Opinion

There Is No Defensible Justification For The Public Subsidy Of Parking

By Dan Bertolet October 11, 2010



Raising on-street parking meter rates to reflect market value is a dangerous idea, we're told,
because it will coerce customers away from businesses in Seattle's commercial centers and send them to far-flung places where parking is cheaper or free---like Bellevue, Northgate, and Southcenter.

But the underlying premise of that contention---that existing businesses depend on a public subsidy for driving, so we must go on subsidizing drivers forever---is critically flawed; and it ignores the mountains of negative impacts
that subsidy also reinforces.

Fostering commercial centers where retail can thrive without a car-dependent clientele is a key component of Seattle's established plan to create urban centers that enable transportation choices besides private autos. Incentives that make driving an artificially attractive option are powerful impediments to that evolution, and feed the vicious cycle of car dependence.


Keeping on-street parking rates below market rate might help some businesses in the short term, but in the long term, it's self-defeating. It would be far more constructive if the knee-jerk reaction against higher parking rates could be redirected to creative thinking about how to promote the vibrant urban retail that everyone wants in a way that makes sense for the future.

And of course there is another potential benefit of charging more for on-street parking---it raises revenue that can be directed to investments that make walking, biking, and transit more attractive options, which will then catalyze retail centers that flourish even as they become less and less beholden to cars.

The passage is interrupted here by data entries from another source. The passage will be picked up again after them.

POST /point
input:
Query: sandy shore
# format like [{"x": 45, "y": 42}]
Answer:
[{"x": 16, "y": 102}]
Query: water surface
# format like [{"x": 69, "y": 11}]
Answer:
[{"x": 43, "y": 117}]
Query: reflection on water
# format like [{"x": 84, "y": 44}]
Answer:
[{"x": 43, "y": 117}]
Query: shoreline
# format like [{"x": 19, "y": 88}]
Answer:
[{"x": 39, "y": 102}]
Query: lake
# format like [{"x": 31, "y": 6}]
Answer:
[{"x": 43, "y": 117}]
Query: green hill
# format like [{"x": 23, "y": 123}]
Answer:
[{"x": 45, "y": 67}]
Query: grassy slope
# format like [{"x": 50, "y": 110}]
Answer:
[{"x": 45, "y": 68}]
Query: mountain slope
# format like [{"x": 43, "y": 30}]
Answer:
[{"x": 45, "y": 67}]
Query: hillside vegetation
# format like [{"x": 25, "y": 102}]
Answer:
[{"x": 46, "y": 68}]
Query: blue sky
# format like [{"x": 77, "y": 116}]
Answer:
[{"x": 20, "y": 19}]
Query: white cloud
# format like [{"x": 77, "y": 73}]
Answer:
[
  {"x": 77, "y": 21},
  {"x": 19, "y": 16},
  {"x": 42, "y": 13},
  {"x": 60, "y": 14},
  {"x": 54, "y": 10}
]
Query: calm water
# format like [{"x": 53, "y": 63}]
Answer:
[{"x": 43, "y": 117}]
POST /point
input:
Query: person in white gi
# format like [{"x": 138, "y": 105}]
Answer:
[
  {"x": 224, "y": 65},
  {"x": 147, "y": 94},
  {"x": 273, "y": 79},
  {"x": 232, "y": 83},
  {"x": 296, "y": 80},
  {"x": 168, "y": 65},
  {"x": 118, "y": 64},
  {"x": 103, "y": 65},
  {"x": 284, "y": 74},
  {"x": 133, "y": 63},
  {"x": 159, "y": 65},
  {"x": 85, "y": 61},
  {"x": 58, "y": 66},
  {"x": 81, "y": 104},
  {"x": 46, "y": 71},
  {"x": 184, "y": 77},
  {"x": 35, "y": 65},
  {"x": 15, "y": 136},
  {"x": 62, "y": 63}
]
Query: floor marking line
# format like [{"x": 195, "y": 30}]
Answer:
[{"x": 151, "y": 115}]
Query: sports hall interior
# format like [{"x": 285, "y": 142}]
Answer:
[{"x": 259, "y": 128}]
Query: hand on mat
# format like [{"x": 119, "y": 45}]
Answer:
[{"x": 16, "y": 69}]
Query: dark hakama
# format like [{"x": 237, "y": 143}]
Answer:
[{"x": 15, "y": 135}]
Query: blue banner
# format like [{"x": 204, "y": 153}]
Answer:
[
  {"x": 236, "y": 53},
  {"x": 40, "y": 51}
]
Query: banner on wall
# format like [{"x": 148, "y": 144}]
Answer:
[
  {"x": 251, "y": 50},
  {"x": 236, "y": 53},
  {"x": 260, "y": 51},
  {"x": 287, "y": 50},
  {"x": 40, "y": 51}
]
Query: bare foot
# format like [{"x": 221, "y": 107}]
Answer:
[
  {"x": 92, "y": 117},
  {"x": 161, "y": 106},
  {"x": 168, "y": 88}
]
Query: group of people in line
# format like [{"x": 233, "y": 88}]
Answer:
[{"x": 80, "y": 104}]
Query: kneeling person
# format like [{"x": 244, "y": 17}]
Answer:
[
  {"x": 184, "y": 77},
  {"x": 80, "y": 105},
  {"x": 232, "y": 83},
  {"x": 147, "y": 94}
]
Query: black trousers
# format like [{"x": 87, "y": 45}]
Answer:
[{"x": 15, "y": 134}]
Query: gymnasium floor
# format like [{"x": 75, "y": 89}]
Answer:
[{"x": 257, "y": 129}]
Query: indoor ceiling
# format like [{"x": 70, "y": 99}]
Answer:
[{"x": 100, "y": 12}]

A transition away from our malignantly unbalanced, car-centric transportation system will not be totally painless for everyone. Given the unprecedented, monumental challenges that we are up against, there's no way we can successfully respond without stirring up the pot. (Though if we stir it up right,
we actually have the opportunity to create something better for everyone in the long run.)

The obvious, no-brainer first step government should take is to stop subsidizing things that thwart sustainability. Parking is one of those things. The second step is to place an economic penalty on those things, a topic I plan to address in a future post.